Death is inevitable for all of us, but we don’t have to be paying top dollar to hasten its arrival. More than 150 years since science started warning us about greenhouse gases, we’re still throwing financial support behind climate arson like nobody’s business. Add together direct subsidies (“Here, have a million dollars”), indirect subsidies (“We’re not going to ask you for that million dollars you owe us”) and non-monetary gifts (“We’re spending another million tax dollars on that pipeline you wanted to get built”) and the world is hastening its own demise by a staggering eleven million dollars every single minute of every day.

Beside that, a couple of cents of carbon tax at the gas pump just can’t do the heavy lifting.

But people hate it. Virtually our entire generation has been conditioned since infancy to treat any mention of the word taxation as almost a war crime, and filling up a ninety thousand dollar pickup truck that gets less than ten miles a gallon as a god given right. Right wing politicos magnify anger about it online 24–7.

They call giving fossil fuel tens of billions in gifts “a war on oil and gas” when really it’s a war on the well being of our entire ecosystem.

Now the end game: undoing even the tiny good we’ve accomplished.

Climate is hunger. It’s disaster. It’s thirst. It’s war. It’s economic collapse. It’s violence. How are we responding?

Government after government is now creating special subsidies to make gasoline cheaper and encourage more fossil fuel consumption. Alberta is eliminating gasoline taxes to cater to SUV drivers. Ontario will almost certainly follow suit. Canada’s federal Conservative Party demands a new special tax exemption for gasoline purchases. The government of British Columbia is cutting checks for $110–165 for drivers to help them drive as much as possible. It doesn’t matter how badly climate chaos keeps hammering them, they’re determined to dig the hole they’re in even deeper.

Its not just in Canada, of course. California is giving every car owner $400 to subsidize their driving. $800 if you own two cars.

It’s an orgy of new fossil fuel subsidies.

Ecocide is apparently our economy’s apex value.

And let’s be perfectly clear: this is not a noble effort to help struggling citizens, no matter how loudly pundits declare it so. Grocery costs are sky high with nowhere to go but up, but they aren’t proposing to help struggling families put dinner on the table. Housing costs are at an all time high, but they aren’t trying to help citizens afford a decent place to live. This flurry of new measures are aimed only at burning more gasoline. Voters who don’t own cars might as well not exist. They get nothing.

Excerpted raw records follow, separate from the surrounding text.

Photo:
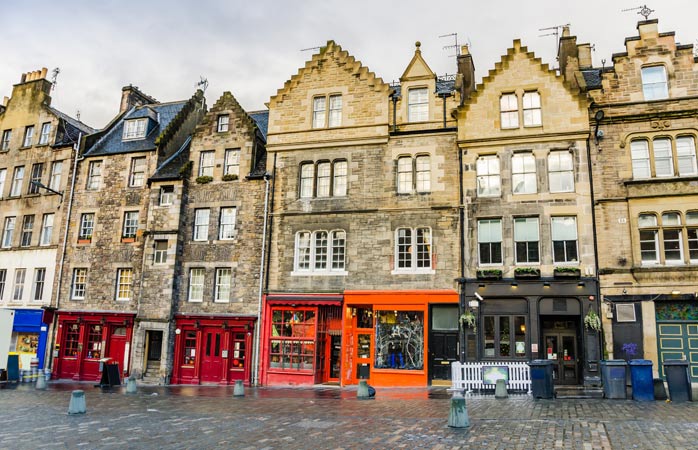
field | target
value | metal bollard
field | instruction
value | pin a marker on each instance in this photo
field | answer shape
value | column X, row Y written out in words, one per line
column 500, row 391
column 41, row 382
column 458, row 414
column 239, row 389
column 131, row 387
column 77, row 403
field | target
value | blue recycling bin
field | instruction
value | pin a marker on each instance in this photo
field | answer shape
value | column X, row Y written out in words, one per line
column 641, row 379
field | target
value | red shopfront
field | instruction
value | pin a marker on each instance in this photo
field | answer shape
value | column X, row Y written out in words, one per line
column 212, row 349
column 301, row 339
column 86, row 337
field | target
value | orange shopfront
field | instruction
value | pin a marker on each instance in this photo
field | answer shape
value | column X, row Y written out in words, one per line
column 386, row 335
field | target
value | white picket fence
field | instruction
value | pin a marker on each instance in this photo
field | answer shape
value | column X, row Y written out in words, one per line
column 468, row 376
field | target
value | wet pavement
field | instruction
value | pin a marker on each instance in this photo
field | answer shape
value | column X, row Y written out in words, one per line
column 203, row 417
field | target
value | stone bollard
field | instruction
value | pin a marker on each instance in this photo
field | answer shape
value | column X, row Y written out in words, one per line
column 41, row 381
column 458, row 414
column 239, row 389
column 500, row 391
column 362, row 392
column 77, row 403
column 131, row 387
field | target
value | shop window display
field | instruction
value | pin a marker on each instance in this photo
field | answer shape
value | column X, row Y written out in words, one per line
column 399, row 340
column 293, row 339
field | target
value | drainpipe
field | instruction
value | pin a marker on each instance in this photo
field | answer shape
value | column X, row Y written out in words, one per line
column 76, row 148
column 258, row 330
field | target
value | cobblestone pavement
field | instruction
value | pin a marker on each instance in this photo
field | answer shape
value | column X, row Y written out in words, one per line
column 331, row 418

Except a planet transformed into a brutal hothouse hellscape for millennia to come. We all get that whether we want it or not.

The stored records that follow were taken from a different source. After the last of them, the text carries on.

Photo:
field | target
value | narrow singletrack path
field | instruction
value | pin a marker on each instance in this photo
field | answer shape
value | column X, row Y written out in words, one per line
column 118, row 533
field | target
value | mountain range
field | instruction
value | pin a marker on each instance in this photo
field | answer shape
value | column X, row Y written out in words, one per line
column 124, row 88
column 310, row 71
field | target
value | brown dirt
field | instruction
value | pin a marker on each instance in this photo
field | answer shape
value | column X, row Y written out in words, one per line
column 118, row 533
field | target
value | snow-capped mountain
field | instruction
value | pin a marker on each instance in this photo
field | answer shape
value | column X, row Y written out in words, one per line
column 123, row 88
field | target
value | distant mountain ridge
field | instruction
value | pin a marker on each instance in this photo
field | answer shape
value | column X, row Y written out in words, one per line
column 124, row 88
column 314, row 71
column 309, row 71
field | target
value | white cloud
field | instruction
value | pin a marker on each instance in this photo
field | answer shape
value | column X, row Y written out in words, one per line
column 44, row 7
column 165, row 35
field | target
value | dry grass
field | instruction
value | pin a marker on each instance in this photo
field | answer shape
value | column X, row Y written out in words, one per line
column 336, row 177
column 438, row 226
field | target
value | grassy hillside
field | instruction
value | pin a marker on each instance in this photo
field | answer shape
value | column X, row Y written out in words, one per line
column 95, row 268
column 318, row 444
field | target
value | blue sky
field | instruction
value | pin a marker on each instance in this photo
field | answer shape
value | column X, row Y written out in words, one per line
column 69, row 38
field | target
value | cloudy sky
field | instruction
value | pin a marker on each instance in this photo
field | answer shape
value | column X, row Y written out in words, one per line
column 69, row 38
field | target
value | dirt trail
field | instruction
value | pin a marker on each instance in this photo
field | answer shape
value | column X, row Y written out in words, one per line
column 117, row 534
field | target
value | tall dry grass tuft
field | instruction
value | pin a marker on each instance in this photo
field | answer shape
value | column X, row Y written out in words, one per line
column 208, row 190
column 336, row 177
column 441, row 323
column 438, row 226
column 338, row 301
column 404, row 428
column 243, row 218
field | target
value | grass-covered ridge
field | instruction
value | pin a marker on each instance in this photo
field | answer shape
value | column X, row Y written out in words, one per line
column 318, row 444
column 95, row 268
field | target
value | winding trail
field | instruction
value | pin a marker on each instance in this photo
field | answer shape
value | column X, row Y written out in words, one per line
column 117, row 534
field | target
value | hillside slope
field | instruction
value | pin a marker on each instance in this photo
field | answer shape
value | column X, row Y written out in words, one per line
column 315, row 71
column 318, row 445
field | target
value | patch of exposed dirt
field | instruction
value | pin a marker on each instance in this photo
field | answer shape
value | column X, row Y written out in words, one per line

So I’ve had it with climate deniers deliberately missing the point.

The more fossil fuel we burn, the more screwed we are. You. Me. The whole planet. I want gasoline prices to go up. That’s what they’re supposed to do. It’s what the carbon tax is for. It’s supposed to change people’s behaviour.

Incentivizing more gas burning is the dumbest political decision we could make.

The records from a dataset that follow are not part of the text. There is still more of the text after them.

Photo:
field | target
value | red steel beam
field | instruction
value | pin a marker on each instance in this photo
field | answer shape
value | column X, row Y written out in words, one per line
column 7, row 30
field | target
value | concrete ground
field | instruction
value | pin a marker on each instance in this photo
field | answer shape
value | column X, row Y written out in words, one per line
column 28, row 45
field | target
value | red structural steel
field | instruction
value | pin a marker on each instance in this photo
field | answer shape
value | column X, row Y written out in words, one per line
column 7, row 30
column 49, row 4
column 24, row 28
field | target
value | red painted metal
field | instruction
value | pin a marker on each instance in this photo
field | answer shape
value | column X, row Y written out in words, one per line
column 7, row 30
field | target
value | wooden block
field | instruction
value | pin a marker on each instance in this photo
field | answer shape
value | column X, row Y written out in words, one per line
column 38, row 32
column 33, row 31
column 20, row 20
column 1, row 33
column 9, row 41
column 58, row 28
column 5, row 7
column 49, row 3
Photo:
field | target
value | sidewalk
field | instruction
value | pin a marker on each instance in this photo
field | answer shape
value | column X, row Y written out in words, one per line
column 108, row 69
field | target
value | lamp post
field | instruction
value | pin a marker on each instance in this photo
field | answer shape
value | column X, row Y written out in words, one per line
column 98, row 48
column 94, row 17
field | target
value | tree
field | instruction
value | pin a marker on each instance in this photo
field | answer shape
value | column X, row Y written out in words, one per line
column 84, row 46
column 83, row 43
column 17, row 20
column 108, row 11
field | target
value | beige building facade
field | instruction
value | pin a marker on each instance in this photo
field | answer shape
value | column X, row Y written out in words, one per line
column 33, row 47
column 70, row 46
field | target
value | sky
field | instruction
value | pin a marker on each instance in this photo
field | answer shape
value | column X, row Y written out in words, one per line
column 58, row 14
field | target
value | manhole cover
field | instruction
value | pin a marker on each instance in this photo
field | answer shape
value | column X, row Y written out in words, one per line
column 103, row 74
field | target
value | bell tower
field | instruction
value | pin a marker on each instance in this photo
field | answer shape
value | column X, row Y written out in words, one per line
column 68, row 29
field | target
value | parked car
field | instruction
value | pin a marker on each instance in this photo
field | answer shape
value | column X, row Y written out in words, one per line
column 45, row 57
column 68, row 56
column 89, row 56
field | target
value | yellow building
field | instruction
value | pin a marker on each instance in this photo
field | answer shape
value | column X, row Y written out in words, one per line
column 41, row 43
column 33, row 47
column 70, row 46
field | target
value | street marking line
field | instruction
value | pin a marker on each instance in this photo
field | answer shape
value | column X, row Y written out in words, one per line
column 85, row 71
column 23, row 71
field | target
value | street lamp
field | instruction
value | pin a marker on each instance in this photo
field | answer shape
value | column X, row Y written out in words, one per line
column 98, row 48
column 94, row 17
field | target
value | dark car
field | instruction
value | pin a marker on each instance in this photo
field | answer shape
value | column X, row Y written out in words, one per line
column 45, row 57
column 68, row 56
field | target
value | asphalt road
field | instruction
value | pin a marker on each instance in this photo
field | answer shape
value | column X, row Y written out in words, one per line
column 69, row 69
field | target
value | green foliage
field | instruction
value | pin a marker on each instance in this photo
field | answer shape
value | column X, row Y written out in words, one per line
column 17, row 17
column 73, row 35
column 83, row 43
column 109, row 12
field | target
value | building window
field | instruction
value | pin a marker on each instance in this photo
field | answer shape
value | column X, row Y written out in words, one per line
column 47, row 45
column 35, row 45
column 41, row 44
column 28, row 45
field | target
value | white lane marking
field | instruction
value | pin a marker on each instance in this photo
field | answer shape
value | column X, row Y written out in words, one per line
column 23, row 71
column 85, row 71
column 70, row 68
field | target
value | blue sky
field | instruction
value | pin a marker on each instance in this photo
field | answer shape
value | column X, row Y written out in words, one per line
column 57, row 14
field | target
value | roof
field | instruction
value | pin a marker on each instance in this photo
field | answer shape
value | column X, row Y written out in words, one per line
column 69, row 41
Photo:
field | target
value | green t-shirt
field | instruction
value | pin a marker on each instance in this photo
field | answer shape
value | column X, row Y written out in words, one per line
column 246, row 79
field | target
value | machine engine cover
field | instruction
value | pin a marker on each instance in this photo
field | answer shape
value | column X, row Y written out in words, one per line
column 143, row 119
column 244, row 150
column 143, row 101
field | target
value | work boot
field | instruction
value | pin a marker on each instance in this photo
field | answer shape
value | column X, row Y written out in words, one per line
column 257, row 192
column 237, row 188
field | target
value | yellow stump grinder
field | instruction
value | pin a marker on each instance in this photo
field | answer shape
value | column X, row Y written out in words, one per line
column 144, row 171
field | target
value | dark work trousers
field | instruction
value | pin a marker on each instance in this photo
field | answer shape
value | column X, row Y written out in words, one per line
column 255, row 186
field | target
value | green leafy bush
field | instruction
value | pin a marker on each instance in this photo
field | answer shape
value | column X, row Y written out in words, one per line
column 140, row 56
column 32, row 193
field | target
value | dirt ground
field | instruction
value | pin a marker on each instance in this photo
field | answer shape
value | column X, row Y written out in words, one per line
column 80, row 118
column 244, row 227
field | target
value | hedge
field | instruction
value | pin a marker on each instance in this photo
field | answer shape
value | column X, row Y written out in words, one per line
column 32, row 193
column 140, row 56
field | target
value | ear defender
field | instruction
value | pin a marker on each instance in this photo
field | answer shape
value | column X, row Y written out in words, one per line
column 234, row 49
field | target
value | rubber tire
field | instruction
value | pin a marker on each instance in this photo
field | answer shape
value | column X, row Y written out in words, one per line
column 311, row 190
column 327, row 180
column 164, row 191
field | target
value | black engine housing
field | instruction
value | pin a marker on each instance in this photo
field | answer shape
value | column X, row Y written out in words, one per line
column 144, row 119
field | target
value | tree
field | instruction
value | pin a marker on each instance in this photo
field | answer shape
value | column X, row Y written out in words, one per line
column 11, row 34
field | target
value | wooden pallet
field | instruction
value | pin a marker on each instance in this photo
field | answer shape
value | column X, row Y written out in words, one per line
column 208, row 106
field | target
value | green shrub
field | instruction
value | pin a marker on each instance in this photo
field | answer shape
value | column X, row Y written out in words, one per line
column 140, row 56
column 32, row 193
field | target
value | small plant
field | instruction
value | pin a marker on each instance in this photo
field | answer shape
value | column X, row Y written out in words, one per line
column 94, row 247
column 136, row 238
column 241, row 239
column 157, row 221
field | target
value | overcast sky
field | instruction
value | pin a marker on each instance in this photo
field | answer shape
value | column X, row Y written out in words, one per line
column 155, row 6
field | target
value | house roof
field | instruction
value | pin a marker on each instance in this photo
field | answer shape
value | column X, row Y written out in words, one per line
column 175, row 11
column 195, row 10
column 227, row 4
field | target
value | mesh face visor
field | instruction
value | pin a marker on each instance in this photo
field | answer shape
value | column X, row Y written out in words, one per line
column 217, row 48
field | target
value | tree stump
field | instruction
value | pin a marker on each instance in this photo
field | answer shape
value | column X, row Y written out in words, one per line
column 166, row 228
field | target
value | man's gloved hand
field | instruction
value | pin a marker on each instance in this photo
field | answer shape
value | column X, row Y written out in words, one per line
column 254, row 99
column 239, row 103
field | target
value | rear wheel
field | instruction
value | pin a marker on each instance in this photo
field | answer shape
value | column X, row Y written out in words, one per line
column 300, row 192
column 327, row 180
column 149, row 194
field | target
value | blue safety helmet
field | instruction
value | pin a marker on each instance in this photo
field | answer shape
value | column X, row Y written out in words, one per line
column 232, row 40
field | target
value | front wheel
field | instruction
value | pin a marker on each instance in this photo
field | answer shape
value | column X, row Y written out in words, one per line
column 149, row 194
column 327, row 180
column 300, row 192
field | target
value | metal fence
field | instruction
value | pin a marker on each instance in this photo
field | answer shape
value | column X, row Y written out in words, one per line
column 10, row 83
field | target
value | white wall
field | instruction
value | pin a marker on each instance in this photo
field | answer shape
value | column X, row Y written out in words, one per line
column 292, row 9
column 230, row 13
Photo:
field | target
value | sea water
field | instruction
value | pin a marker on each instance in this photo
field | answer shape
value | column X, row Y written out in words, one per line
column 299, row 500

It’s little different from global Covid response. Covid kills and disables, damaging brains, hearts, lungs, kidneys, and more, increasing stroke and diabetes risks. Long Covid affects growing millions. What are we doing as cases of the most contagious variant yet climb? Blindfolding the health care system while racing to help it spread more widely.

At this point our politics basically boil down to a straight-up death wish. Because they’re not just missing the point. They’re missing the target. They’re moving as fast as possible in the opposite direction.

And once we roast the climate, nothing else we might want for our future is going to matter.